Chaim Perlman, age 30, arrested on July 14, ’10, claimed that police abused him, humiliated him and kept him handcuffed for 18 hours a day during his 31 days under Shabak interrogation. He said that three thugs would beat him up periodically. The Shabak was forced to release him from jail to house arrest after Judge Nachum Sternlicht said: “I haven’t seen any substantial evidence that could serve to convict Perlman.”
Honenu lawyers still needed to deal with further Shabak shenanigans. Perlman was brought for an identification line up. Surprisingly, an Arab was found who singled out Perlman 12 years after the supposed crime. Honenu lawyers were not allowed to be present for the identification procedure. Shabak appealed Perlman’s prison release, but lost in court.

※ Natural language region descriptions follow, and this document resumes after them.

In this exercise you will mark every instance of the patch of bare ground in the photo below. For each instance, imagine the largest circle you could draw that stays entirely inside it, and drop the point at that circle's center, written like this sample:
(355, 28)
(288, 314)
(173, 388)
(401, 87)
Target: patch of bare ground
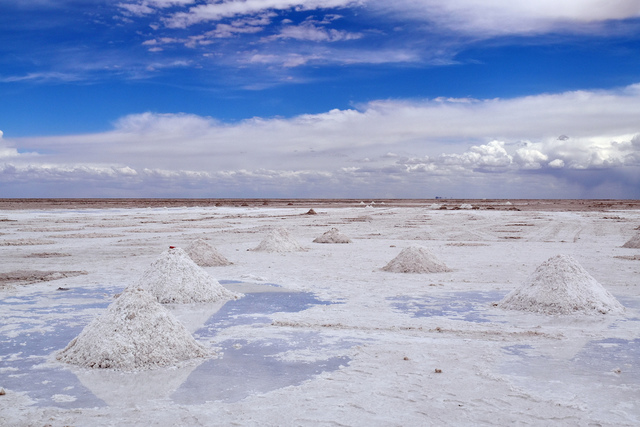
(27, 277)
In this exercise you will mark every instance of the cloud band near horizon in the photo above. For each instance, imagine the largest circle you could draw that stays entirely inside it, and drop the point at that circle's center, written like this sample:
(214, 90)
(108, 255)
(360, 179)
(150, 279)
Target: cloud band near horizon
(578, 144)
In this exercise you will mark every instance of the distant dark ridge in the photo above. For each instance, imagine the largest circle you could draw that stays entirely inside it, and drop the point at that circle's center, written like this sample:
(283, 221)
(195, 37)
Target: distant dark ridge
(445, 204)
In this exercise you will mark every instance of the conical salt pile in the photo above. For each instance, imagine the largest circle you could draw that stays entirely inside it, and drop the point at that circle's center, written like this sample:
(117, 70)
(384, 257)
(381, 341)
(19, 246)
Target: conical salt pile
(633, 243)
(175, 278)
(332, 236)
(136, 332)
(416, 259)
(205, 255)
(561, 286)
(278, 240)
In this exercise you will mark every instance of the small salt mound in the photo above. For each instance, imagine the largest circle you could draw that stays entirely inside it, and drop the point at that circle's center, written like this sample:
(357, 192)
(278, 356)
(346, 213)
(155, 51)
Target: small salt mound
(332, 236)
(175, 278)
(205, 255)
(278, 240)
(633, 243)
(416, 259)
(136, 332)
(561, 286)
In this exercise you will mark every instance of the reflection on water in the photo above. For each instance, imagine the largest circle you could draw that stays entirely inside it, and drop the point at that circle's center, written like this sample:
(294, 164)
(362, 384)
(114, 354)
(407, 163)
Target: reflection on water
(39, 325)
(249, 368)
(467, 306)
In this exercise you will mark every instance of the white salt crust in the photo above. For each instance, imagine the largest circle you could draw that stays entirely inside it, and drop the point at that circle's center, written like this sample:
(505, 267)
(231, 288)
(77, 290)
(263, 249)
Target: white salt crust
(278, 240)
(561, 286)
(416, 259)
(205, 255)
(633, 243)
(135, 333)
(175, 278)
(332, 236)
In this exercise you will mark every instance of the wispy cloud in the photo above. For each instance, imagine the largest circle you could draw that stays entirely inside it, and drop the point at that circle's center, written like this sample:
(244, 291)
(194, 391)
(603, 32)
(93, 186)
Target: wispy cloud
(379, 144)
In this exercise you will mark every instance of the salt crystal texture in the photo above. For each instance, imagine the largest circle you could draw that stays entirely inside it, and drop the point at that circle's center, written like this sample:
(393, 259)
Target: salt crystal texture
(416, 259)
(561, 286)
(136, 332)
(175, 278)
(278, 240)
(633, 243)
(332, 236)
(205, 255)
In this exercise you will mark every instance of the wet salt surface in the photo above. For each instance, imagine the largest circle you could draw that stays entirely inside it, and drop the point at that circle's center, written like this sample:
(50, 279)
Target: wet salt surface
(28, 341)
(465, 306)
(249, 368)
(36, 326)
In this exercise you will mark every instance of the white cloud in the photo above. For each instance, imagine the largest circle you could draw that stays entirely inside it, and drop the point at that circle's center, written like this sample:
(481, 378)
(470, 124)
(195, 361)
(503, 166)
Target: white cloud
(310, 31)
(453, 139)
(500, 17)
(232, 8)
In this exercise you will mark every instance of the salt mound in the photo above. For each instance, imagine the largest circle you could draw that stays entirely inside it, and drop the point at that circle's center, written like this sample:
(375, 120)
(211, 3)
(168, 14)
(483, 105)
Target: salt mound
(416, 259)
(135, 332)
(205, 255)
(561, 286)
(332, 236)
(634, 242)
(175, 278)
(278, 240)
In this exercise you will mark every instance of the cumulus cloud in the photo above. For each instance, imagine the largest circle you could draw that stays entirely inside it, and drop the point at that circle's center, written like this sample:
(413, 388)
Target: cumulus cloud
(372, 146)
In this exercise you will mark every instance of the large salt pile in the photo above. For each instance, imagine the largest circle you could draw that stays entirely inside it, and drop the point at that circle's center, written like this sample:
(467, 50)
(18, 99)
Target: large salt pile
(332, 236)
(205, 255)
(561, 286)
(278, 240)
(633, 243)
(136, 332)
(416, 259)
(175, 278)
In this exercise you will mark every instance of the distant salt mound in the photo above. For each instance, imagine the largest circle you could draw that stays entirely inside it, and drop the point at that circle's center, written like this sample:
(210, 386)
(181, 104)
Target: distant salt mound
(136, 332)
(332, 236)
(633, 243)
(561, 286)
(278, 240)
(205, 255)
(416, 259)
(175, 278)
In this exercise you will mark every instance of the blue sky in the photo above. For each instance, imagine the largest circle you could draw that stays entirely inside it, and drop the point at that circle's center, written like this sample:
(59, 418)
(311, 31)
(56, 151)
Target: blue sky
(310, 98)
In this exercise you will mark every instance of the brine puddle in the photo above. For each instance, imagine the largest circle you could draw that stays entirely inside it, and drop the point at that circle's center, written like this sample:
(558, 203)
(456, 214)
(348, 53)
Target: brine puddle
(472, 306)
(36, 326)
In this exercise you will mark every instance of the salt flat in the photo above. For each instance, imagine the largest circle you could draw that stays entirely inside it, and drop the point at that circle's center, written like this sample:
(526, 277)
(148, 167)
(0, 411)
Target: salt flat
(323, 335)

Perlman, who was once hired by the Shabak to provide information enraged his handlers by releasing 20 hours of taped conversations to the public showing how the Shabak incited him to commit crimes against Arabs. Perlman is being charged with a 1998 killing of two Arabs. He denied all the allegations and said in an interview recorded two days before his arrest, and aired on Channel 2, that he was being framed. Perlman claimed the Shabak was taking revenge on him because he taped their conversations.
From the beginning, his lawyer claimed that the Shabak had no evidence linking the crime to Perlman. In order to save face, the Shabak needed to obtain a confession. Many times in Israel a confession is proof of guilt, even if there is no evidence corroborating the confession and even if the evidence contradicts the confession. The Shabak early on denied Perlman a basic right, a meeting with his lawyer. It was 10 days after his arrest that Perlman was finally able to meet with his Honenu lawyer due to Honenu intervention and a ruling of Justice Edmond Levy.
Even Haaretz, a far left wing newspaper has recently screamed foul play regarding this abuse of justice. Unfortunately , besides Honenu, no civil or legal rights organization has come out against the cruel punishment Perlman underwent. Perlman remained silent during the 31 days of interrogation. After his release, Chaim made a sign, ” In the merit of Honenu I was released” and displayed it before the thousand visitors that arrived to celebrate Sukkoth in Hebron.